“Star Wars” Test of Einstein’s Prediction of Gravity Waves Using Three Spaceships and Lasers

Starfire-optical-range-laser3 Fifty-five years after Albert Einstein's death, physicists will be testing his prediction of gravity waves in his general relativity theory. Three spacecraft flying 3million miles apart will fire lasers at each other, overseen by Nasa and the European Space Agency.

Using the largest scientific apparatus to ever be built, we'll finally discover if gravitational waves actually exist. The laser beams won't harm the spacecraft, which will be carrying floating cubes of gold platinum, instead they'll be used to measure the changes.

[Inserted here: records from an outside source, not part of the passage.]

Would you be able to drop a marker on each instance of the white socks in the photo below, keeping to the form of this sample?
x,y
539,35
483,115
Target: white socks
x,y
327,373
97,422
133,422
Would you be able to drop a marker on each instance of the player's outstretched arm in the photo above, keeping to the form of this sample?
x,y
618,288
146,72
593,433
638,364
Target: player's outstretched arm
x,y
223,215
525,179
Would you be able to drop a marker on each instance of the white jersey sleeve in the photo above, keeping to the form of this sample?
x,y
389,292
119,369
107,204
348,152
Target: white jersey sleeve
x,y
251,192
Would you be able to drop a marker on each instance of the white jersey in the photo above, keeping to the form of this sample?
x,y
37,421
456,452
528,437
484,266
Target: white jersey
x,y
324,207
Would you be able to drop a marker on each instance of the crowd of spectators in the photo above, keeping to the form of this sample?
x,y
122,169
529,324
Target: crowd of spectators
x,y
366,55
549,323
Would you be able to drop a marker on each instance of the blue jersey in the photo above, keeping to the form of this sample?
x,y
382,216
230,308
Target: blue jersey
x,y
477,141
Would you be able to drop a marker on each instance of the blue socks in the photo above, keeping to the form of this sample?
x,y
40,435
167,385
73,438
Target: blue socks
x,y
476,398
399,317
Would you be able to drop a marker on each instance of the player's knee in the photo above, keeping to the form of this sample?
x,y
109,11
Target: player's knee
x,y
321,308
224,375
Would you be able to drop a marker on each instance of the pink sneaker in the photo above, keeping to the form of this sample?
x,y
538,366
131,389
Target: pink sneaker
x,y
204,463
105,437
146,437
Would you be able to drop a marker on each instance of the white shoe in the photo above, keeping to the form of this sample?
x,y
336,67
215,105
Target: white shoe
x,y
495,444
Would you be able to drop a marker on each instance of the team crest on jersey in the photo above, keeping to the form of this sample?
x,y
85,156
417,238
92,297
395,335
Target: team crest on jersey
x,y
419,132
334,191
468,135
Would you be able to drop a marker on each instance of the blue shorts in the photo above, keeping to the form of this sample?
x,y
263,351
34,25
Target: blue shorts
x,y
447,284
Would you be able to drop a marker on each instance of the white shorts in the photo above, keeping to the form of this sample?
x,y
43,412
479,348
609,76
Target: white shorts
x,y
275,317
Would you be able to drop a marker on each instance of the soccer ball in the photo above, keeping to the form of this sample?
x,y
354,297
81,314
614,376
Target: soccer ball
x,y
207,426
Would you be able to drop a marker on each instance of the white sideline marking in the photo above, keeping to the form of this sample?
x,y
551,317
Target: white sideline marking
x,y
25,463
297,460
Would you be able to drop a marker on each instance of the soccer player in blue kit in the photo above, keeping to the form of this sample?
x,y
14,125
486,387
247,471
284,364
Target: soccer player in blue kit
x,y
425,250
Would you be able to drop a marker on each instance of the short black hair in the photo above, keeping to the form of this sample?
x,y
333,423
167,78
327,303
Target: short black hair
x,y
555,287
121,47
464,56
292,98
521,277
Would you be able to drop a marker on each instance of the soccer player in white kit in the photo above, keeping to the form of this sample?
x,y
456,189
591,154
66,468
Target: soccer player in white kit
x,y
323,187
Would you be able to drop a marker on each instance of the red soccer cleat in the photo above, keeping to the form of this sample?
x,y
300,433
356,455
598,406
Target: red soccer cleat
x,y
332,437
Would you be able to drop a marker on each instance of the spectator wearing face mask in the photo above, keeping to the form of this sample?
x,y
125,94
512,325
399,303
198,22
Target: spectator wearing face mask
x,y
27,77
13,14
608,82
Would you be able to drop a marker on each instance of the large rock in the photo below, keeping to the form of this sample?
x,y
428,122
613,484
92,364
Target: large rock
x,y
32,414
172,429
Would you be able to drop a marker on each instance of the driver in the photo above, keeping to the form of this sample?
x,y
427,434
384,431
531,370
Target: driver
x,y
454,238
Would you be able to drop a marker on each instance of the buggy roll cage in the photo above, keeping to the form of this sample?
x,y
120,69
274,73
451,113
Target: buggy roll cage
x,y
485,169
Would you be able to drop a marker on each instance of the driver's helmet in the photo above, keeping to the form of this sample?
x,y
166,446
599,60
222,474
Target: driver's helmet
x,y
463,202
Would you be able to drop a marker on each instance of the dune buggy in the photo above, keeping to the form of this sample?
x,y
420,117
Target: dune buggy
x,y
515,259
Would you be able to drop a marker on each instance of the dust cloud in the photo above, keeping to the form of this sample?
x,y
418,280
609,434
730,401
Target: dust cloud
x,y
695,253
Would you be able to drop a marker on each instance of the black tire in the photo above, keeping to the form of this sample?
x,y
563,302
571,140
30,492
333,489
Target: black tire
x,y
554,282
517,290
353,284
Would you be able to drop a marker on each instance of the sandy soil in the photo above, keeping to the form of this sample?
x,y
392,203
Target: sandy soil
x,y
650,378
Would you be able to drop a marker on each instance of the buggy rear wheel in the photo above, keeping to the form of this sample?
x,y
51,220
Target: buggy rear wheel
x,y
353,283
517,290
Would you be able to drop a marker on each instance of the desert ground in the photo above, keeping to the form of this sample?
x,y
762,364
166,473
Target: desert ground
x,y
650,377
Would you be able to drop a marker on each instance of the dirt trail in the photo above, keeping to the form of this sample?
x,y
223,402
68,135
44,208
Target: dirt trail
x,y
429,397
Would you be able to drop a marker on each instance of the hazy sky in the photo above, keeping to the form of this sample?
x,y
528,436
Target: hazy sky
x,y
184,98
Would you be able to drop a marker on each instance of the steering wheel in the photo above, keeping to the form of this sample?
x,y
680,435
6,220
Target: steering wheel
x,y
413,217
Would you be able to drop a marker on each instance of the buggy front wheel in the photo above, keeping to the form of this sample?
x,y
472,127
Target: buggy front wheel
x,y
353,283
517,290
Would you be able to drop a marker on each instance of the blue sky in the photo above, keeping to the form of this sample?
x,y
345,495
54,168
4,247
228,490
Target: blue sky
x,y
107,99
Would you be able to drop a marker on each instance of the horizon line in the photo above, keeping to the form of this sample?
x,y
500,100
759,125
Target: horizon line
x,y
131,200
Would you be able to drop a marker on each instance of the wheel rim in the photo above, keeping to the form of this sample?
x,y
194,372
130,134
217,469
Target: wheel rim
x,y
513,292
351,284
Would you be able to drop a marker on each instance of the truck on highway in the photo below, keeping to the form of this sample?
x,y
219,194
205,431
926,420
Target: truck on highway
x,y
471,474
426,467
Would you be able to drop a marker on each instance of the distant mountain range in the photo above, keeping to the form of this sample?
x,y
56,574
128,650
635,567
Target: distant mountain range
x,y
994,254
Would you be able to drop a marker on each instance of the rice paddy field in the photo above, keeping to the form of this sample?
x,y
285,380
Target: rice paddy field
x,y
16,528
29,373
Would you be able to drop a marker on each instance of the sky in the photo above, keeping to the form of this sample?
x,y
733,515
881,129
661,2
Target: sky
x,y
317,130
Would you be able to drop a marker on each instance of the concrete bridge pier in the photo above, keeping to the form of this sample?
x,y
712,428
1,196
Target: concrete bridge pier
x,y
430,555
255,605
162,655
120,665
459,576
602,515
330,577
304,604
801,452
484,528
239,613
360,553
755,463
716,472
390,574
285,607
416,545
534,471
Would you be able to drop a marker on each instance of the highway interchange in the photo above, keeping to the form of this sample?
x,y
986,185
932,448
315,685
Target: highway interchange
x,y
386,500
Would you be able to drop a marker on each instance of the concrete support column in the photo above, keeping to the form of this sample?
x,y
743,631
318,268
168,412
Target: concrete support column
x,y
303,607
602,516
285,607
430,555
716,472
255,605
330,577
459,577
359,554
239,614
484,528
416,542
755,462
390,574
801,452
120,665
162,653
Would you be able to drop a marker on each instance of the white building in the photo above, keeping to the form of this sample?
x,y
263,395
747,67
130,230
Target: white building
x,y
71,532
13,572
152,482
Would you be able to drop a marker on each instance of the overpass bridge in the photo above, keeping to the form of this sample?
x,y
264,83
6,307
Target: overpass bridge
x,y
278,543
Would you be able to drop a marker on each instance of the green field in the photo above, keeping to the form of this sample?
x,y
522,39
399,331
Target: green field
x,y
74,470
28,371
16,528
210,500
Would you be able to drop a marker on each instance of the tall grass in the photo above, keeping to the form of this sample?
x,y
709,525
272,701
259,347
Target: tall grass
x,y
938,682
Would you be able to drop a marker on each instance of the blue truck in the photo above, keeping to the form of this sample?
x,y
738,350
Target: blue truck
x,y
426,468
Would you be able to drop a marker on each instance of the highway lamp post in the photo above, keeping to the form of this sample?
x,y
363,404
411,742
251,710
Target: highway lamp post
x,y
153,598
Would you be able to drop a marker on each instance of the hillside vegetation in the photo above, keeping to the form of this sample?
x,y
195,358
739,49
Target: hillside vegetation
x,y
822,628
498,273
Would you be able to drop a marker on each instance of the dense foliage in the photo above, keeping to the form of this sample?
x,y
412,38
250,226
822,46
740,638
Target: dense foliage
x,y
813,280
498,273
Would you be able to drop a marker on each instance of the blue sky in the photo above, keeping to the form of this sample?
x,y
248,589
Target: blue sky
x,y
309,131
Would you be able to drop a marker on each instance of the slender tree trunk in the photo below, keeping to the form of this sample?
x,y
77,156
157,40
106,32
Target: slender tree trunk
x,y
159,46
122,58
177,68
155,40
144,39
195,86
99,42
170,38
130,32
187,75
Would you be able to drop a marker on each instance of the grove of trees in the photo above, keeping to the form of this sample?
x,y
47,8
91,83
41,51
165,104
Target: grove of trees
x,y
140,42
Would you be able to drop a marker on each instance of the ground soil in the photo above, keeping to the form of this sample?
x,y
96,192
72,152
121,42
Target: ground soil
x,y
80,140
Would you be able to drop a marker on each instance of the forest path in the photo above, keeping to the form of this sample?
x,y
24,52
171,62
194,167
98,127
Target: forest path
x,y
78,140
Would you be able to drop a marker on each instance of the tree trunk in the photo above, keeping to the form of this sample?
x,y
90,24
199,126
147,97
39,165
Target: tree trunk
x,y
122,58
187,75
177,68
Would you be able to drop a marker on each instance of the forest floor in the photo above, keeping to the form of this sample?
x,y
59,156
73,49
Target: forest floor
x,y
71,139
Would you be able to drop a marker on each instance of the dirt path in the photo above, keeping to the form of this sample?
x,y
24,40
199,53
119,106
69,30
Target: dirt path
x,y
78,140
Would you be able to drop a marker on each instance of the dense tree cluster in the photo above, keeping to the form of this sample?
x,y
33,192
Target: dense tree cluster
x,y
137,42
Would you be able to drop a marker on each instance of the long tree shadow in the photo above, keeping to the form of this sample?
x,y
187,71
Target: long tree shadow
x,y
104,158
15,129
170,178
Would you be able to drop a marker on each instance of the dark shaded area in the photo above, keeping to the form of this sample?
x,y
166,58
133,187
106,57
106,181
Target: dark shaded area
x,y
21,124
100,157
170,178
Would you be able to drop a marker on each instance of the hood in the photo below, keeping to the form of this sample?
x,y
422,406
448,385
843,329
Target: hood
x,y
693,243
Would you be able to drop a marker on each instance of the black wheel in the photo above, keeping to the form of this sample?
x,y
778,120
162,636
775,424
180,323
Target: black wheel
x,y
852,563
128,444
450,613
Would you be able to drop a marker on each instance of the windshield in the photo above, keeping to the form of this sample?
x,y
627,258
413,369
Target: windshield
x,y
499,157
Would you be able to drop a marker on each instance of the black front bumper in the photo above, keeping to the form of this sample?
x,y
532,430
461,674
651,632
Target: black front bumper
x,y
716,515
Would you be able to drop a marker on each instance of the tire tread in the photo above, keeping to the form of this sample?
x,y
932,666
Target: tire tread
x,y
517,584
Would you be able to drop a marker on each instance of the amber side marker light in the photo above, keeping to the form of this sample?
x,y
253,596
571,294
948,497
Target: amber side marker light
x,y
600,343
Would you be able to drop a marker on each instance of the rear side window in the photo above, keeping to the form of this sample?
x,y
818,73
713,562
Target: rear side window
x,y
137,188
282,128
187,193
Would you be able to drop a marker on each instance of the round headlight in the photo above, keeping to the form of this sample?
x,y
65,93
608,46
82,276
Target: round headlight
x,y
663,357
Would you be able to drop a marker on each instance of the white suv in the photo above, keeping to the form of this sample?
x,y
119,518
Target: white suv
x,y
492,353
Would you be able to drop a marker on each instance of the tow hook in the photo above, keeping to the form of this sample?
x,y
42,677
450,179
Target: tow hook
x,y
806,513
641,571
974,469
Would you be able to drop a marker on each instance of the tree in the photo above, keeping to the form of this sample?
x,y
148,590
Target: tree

A Glasgow University professor by the name of Jim Hough told The Telegraph that gravitational waves "are produced when massive objects like black holes or collapsed stars accelerate through space, perhaps because they being pulled towards another object with greater gravitational pull like a massive black hole."

So, why bother with all this time and expense? Apparently once we learn more about gravitational waves, we learn more about space and the universe around us—giving us insight into collapsed stars' matter and black holes.

Unfortunately we've got to cool our heals until 2020 before the Laser Interferometer Space Antenna (or LISA as it's known) is able to proceed and unlocks the last piece of Einstein's puzzle.